Apply binunionE X {y} x Hx to the current goal.

Assume H1: x ∈ X.

Apply binunionI1 to the current goal.

rewrite the current goal using Hzx (from left to right).

An exact proof term for the current goal is ReplI X f x H1.

Assume H1: x ∈ {y}.

Apply binunionI2 to the current goal.

rewrite the current goal using Hzx (from left to right).

rewrite the current goal using SingE y x H1 (from left to right).

Apply SingI to the current goal.

Let z be given.

Assume Hz: z ∈ {f x|x ∈ X} ∪ {f y}.

Apply binunionE {f x|x ∈ X} {f y} z Hz to the current goal.

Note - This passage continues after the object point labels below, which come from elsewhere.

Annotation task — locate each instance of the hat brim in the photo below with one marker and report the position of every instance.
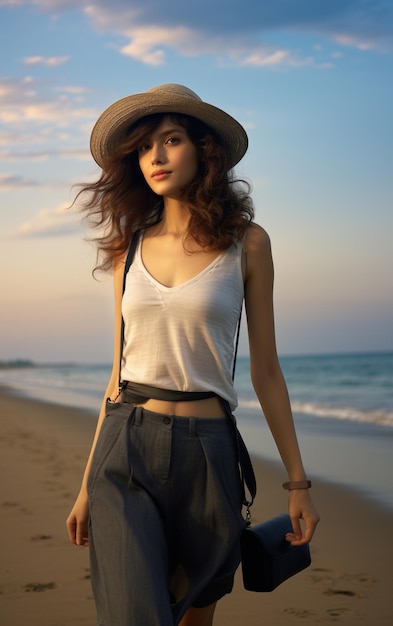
(114, 123)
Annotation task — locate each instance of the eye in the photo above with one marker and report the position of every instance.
(173, 140)
(143, 148)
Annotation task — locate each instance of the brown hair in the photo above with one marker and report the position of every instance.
(120, 202)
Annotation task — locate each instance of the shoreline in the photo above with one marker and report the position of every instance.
(43, 449)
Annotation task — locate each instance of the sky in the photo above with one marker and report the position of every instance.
(310, 80)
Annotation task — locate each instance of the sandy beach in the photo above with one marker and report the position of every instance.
(45, 580)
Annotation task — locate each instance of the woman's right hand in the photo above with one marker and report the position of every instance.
(78, 521)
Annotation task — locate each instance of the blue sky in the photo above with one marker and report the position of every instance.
(310, 80)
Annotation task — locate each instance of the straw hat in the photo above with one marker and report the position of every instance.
(114, 123)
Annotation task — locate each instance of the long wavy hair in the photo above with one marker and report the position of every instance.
(120, 202)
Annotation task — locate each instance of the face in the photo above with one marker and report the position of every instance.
(168, 159)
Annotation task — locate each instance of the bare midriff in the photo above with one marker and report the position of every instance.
(210, 407)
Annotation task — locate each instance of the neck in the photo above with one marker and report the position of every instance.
(175, 218)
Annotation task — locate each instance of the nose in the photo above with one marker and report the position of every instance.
(157, 154)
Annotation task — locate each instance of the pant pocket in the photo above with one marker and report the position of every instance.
(116, 417)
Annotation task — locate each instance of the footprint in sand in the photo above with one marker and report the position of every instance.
(337, 584)
(40, 537)
(339, 612)
(304, 613)
(38, 586)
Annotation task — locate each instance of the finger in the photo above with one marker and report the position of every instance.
(71, 530)
(82, 535)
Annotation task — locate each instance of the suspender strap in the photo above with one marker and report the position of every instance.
(135, 393)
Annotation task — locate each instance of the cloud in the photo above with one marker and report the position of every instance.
(9, 182)
(59, 222)
(238, 33)
(35, 115)
(81, 154)
(48, 61)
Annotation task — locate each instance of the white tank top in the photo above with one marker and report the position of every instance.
(182, 338)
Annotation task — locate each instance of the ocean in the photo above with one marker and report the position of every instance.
(342, 406)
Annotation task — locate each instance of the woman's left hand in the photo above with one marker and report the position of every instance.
(301, 507)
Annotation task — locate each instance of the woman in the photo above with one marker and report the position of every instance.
(161, 497)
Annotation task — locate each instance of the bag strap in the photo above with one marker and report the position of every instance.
(128, 263)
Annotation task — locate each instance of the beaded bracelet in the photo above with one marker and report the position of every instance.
(297, 484)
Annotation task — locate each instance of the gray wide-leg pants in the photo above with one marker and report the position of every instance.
(165, 515)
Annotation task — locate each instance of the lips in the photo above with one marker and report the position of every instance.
(160, 174)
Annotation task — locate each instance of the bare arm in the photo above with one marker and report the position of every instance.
(267, 378)
(77, 521)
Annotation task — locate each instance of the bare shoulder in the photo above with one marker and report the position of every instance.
(257, 245)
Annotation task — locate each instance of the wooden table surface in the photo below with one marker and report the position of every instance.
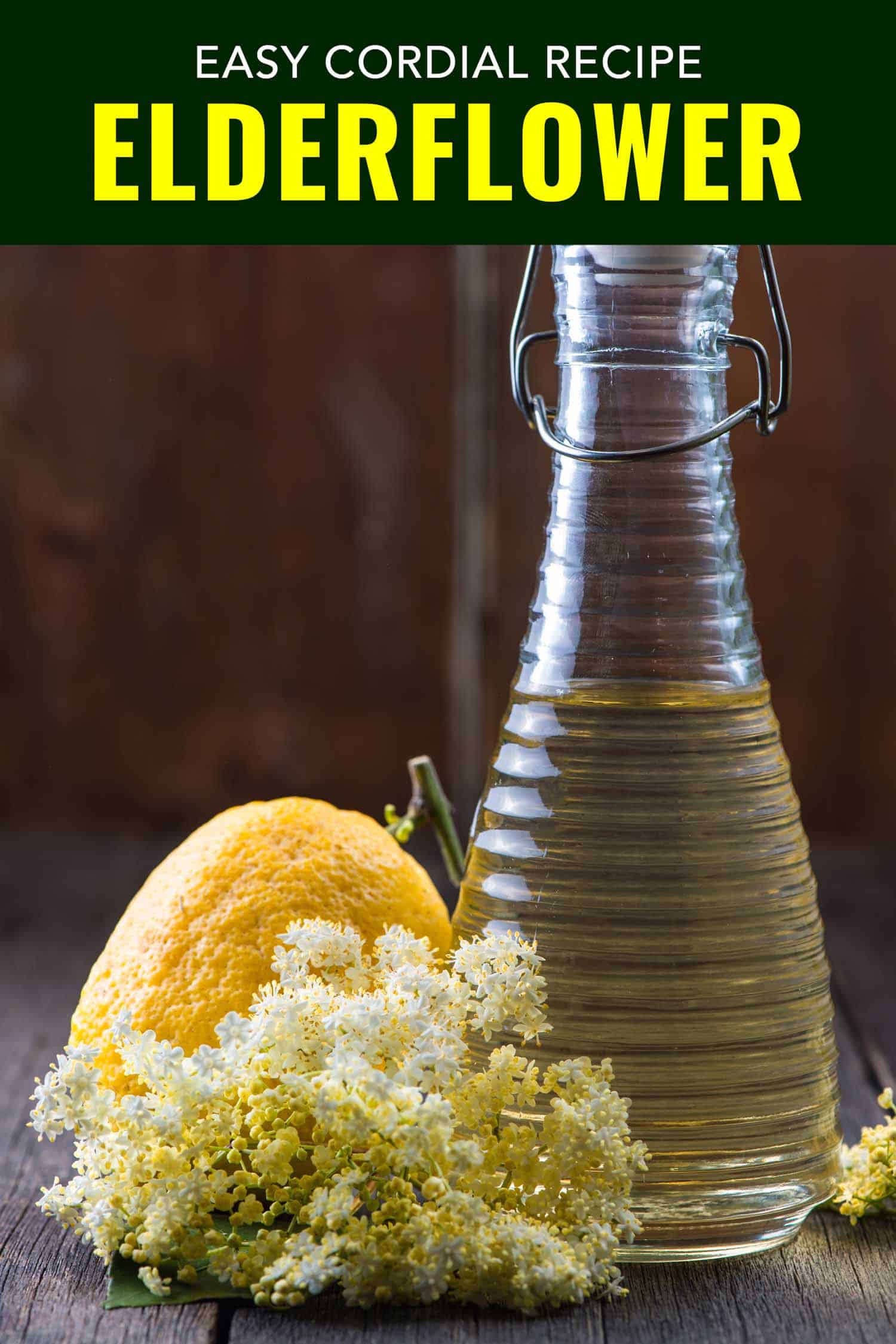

Assume H1: z ∈ {f x|x ∈ X}.

Apply ReplE_impred X f z H1 to the current goal.

Let x be given.

Assume Hx: x ∈ X.

Assume Hzx: z = f x.

rewrite the current goal using Hzx (from left to right).

Apply ReplI to the current goal.

We will prove x ∈ X ∪ {y}.

Apply binunionI1 to the current goal.

An exact proof term for the current goal is Hx.

Assume H1: z ∈ {f y}.

rewrite the current goal using SingE (f y) z H1 (from left to right).

We will prove f y ∈ {f x|x ∈ X ∪ {y}}.

Apply ReplI to the current goal.

Apply binunionI2 to the current goal.

We will prove y ∈ {y}.

Apply SingI to the current goal.

rewrite the current goal using L1 (from left to right).

Apply binunion_finite to the current goal.

An exact proof term for the current goal is IH.

Apply Sing_finite to the current goal.